Take this example from a decade-old episode of the Al Jazeera programme, “Inside Story Americas”, that appeared among my YouTube recommendations around the time Wagle was elected Member of Parliament. It featured, among others, Wagle. As one of the authors of the Human Development Report 2013 titled The Rise of the South: Human Progress in a Diverse World, he had been invited to explain elements of the report in the context of what the United States was undergoing then.

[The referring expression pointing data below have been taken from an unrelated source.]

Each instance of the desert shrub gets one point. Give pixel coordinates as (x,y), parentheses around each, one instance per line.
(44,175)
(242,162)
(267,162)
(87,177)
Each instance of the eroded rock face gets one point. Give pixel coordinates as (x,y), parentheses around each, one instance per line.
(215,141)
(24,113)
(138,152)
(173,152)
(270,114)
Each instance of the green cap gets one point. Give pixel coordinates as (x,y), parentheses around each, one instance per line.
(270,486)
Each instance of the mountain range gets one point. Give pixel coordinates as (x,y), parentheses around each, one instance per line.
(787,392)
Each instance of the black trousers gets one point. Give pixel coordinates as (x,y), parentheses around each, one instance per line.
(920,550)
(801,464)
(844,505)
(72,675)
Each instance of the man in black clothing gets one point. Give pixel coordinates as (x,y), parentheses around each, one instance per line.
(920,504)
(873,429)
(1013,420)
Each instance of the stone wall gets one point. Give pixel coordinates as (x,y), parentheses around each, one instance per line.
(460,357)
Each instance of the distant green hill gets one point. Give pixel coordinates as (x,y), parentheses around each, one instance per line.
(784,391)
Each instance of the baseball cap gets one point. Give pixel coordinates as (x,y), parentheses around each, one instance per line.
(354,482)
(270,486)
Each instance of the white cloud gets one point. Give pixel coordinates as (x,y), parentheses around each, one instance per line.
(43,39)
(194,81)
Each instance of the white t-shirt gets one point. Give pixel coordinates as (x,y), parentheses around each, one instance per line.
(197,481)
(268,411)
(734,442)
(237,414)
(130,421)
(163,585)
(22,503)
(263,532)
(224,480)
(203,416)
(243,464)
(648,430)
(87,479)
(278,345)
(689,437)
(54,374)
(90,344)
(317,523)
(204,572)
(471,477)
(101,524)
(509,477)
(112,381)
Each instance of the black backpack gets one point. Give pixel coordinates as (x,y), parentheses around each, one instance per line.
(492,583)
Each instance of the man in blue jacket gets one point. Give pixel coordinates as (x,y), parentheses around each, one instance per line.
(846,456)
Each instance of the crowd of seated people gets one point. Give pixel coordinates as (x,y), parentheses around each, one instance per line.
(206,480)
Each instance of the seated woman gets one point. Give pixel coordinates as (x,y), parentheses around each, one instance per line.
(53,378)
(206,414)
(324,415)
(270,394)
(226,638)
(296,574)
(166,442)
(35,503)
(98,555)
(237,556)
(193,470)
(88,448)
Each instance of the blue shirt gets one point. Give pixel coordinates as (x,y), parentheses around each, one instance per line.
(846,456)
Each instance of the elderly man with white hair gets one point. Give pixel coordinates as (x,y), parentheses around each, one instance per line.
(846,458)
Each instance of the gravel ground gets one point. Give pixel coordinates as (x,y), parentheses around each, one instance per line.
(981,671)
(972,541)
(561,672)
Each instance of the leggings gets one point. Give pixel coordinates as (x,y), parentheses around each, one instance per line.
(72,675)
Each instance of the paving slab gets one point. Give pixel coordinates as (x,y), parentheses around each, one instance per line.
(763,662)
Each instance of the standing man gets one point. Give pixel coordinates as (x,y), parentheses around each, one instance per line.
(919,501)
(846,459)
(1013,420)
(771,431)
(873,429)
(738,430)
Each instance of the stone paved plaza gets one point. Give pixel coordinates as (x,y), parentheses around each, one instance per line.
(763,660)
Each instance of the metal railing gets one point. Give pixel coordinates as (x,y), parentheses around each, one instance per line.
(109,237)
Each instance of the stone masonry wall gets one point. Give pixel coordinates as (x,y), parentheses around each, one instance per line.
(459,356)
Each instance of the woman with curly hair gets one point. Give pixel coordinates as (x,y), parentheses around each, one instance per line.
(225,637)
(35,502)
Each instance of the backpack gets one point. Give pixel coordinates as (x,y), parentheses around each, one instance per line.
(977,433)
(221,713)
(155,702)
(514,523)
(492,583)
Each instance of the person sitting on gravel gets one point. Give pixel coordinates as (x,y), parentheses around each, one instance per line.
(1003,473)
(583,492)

Wagle certainly was not a washout. Given the format of the programme, neither was his a spectacular performance. Yet, those Nepalis who had just discovered the video went berserk: “What a[n] amazing speech of Swarnim Wagle Sir!”; “Wow! it’s the moment of pride for us”; “I am very happy when the news of Dr Swarnim Wagle sir is broadcasted by a big country in the world”; “Proud to get such talented economist as a parliament member of our country”; “Wow I’m so proud to be Nepalese”; etc, etc. All that joyous abandon for the man having simply provided a run-of-the-mill definition of the human development index and explaining a variation of the “leave no one behind” thesis. It seemed that Wagle’s appearance on an international TV channel and, more importantly, speaking fluent English was enough to send folks into paroxysms of delight.
That is dangerous indeed. I surely hope Wagle is able to live up to the high expectations he has engendered. For, any sign of shortcoming and the same legion of fans will turn on him and look for some other saviour.
There is no shortage of the latter wannabes. Gaining prominence is the Rastriya Prajatantra Party (RPP), with their drama of taking an oath against engaging in corruption—from now on, I presume. What is amazing is the gall the RPP has to demand an investigation into the assets of all politicians and bureaucrats from the post-1990 period. Why stop at 1990 and not go back further to the Panchayat period as well when the rot had truly set? Of course, we know this is only a political stunt aimed at garnering public sympathy. The danger is such appeals could easily resonate with the disenchanted majority of Nepalis and even result in the backsliding of our still-nascent democracy.
The manner in which the Bhutanese refugee scam ends can either feed the frustration further or renew trust in our democratic institutions. The ball is now squarely in the court of the triumvirate of Prachanda, Deuba and Oli. One just hopes they are aware of that.